But that’s not all.  People are using big data science for transportation research, making planes, trains and automobiles smarter and more efficient.  Non-profits are using big data to drive decisions about conservation and ecology with big data. We have a real opportunity this year to make the world a better place with big data.  Data is the new currency in scientific breakthroughs. The capability we now have to crunch through it with our algorithms is the disruptor.
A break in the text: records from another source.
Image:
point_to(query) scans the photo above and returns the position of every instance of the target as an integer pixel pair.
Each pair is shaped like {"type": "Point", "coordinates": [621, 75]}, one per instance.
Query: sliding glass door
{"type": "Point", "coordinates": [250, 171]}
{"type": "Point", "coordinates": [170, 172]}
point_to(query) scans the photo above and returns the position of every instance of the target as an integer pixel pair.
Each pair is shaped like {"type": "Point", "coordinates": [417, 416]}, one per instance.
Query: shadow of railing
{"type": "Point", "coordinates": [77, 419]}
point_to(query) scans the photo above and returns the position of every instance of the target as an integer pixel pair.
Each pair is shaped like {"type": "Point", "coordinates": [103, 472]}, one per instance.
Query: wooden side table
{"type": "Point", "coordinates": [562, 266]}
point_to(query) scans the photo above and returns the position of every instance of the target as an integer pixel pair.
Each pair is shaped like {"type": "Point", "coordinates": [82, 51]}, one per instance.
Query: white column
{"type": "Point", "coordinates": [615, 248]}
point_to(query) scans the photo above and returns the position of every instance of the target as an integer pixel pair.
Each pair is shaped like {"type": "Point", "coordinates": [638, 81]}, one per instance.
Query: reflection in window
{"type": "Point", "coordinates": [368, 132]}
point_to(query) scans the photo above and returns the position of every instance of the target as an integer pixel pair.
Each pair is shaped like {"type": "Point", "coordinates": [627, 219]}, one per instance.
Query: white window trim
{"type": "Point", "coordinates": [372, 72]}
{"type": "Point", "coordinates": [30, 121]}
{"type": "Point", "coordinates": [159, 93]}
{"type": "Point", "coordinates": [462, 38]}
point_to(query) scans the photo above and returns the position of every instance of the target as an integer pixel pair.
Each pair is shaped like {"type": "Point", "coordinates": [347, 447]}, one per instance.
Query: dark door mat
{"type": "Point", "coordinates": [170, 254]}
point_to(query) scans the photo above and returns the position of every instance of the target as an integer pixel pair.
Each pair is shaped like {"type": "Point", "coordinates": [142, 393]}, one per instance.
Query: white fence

Algorithms will be the New Edge
2016 is sure to be a year for using algorithms, specifically predictive analytics, to boost company revenue. Analysts like Gartner predict that differentiated algorithms alone will help corporations achieve a boost of 5% to 10% in revenue in the near future. Algorithms will make the best use of huge volume of customer-generated data that we get from our phones, devices and the internet of things to formulate more helpful, targeted offers for prospects and customers.  New, younger companies will leverage predictive analytics to disrupt their markets and potentially unseat the established leaders.  Predictive analytics can serve to update power delivery and consumption, medical research and treatment, and other lofty human problems, in addition to generating new revenue.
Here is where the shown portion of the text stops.